Attestation d’accueil

Un étranger, qui souhaite venir en France pour une visite privée ou familiale inférieure à 3 mois, doit présenter un justificatif d’hébergement. Ce document est appelé attestation d’accueil.

L’attestation d’accueil est un formulaire rempli et signé par la personne qui se propose d’assurer le logement d’un étranger pendant son séjour.
La demande est faite en mairie. L’attestation est délivrée si l’hébergeant remplit certaines conditions.
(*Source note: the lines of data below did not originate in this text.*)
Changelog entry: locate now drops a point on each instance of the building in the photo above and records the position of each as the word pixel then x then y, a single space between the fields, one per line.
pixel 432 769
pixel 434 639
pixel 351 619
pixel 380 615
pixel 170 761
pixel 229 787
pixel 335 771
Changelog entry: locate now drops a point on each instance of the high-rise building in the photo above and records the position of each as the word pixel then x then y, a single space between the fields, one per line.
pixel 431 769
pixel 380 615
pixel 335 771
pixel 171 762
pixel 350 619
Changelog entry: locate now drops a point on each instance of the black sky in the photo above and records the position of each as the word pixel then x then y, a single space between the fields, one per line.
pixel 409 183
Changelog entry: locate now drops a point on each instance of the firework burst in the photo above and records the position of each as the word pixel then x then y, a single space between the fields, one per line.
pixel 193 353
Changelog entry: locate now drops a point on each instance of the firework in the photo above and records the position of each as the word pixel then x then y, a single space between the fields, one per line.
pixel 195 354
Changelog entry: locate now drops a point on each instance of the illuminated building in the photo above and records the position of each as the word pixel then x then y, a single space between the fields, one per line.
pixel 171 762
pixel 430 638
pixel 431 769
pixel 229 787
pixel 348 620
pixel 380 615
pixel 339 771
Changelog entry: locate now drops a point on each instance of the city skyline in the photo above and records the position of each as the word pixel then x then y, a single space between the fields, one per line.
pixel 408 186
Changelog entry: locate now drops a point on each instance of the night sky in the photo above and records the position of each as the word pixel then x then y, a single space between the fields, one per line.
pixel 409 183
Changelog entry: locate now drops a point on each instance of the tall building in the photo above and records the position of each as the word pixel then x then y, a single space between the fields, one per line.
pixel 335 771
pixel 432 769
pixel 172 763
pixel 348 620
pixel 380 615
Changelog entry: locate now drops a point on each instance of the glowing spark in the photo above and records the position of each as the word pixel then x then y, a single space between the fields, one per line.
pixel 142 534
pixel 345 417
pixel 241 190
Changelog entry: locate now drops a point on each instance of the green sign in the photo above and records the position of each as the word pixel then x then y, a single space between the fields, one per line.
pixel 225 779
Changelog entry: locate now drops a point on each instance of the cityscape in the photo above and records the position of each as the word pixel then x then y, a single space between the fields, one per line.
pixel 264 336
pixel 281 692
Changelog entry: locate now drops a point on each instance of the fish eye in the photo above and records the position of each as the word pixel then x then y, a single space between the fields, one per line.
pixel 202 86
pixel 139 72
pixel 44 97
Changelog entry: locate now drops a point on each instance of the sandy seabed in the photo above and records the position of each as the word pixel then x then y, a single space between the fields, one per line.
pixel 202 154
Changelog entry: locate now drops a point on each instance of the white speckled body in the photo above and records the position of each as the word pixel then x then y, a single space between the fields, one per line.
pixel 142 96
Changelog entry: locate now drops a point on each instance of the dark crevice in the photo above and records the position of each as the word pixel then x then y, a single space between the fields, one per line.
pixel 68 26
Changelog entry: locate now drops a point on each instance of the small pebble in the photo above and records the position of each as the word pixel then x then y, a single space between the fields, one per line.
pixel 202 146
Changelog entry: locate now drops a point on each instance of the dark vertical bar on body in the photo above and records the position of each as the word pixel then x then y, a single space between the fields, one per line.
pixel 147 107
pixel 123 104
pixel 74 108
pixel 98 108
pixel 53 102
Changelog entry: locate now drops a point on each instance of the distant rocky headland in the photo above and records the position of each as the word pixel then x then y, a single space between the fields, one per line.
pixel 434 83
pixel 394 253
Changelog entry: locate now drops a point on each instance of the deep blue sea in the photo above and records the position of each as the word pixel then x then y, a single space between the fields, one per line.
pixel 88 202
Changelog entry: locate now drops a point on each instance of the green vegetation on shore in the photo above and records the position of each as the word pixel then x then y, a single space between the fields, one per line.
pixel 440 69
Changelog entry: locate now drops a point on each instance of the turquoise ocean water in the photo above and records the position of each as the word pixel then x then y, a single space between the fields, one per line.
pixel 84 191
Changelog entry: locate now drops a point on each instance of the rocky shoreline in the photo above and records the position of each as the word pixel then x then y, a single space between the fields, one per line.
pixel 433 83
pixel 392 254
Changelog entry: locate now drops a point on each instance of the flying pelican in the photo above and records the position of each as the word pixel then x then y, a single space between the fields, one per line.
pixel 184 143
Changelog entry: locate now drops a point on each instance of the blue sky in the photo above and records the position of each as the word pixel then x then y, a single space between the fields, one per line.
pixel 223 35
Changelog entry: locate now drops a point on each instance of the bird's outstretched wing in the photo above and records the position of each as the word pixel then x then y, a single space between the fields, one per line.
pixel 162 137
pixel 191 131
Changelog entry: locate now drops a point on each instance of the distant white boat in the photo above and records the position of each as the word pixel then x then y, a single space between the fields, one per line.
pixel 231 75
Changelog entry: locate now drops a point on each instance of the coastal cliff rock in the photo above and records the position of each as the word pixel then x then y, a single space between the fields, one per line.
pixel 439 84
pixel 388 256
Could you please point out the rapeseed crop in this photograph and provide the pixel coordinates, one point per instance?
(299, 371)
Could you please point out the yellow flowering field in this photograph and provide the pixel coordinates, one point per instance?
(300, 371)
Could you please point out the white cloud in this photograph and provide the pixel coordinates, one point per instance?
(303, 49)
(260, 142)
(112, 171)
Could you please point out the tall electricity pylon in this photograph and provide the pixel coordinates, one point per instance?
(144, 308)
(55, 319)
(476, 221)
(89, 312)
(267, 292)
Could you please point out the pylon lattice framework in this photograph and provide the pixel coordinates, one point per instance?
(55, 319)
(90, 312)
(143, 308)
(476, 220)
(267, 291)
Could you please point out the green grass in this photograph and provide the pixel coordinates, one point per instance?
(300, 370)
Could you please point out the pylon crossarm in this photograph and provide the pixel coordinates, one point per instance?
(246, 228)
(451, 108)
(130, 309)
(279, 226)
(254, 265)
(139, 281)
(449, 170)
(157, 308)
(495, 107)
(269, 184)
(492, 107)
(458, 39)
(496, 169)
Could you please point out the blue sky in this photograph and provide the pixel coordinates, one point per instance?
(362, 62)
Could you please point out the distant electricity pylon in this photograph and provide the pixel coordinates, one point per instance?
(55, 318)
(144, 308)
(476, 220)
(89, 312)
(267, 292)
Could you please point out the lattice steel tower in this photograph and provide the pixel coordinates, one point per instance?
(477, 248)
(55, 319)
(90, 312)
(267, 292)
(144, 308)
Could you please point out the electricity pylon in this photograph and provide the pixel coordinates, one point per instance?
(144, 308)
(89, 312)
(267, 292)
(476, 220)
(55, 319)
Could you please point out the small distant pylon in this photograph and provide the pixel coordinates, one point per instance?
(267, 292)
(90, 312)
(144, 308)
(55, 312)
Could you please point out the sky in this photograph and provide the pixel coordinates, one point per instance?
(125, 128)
En cas de refus, des recours sont possibles.
 
L’attestation d’accueil concerne tout étranger souhaitant séjourner moins de 3 mois en France, dans le cadre d’une visite privée ou familiale, sauf : 

  • ressortissant d’un pays de l’Espace économique européen, suisse, andorran ou monégasque
  • titulaire d’un visa de circulation Schengen, valable 1 an minimum pour plusieurs entrées
  • titulaire d’un visa carte de séjour à solliciter dans les 2 mois suivant l’arrivée,
  • personne effectuant un séjour humanitaire ou dans le cadre d’un échange culturel, sous conditions 

Attention, l’attestation d’accueil est payante (30 €).

Pièces à fournir

La demande est faite et signée sur place sur le formulaire cerfa n°10798*03, remis au guichet de la mairie.
 
Le demandeur doit présenter les originaux des pièces suivantes :

  • justificatif d’identité (carte d’identité ou passeport pour le Français, l’Européen ou le Suisse ; titre de séjour pour les autres étrangers impérativement à la bonne d-adresse),
  • Si vous êtes locataire : contrat de location + dernière quittance de loyer 
  • Si vous êtes propriétaire : acte de propriété + dernier avis de taxe foncière
  • justificatif de domicile (quittance de téléphone ou EDF ou EAUX) ;
  • tout document justifiant ses ressources (3 derniers bulletins de salaire, dernier avis d’imposition, indemnités chômage ou retraite, allocations familiales) et son engagement à prendre en charge financièrement l’étranger s’il est défaillant,
  • tout document sur sa capacité à héberger le ou les étrangers dans des conditions normales de logement (en termes de superficie, de sécurité, de salubrité et de confort du logement),
  • un timbre fiscal pour un montant de 30 €
  • si l’attestation d’accueil concerne un mineur non accompagné, une attestation sur papier libre des détenteurs de l’autorité parentale, précisant la durée et l’objet du séjour de l’enfant + copie de la pièce d’identité du signataire de l’attestation.
  • Se munir du numéro de passeport du ou des visiteurs, qui doit être inscrit sur le formulaire (ainsi que les dates de délivrance et d’expiration et lieu d’établissement) + état civil et adresse de la personne hébergée + dates exactes du séjour

 
À noter

  • Un justificatif d’assurance est exigé au consulat (prise soit par l’hébergeant soit par l’hébergé et présenté aux autorités consulaires lors de la demande de visa) ;
  • L’appréciation des conditions de logement est rétablie et des enquêtes au domicile sont possibles ;
  • L’engagement de l’hébergeant à prendre en charge les frais de séjour de l’hébergé si celui-ci ne peut le faire.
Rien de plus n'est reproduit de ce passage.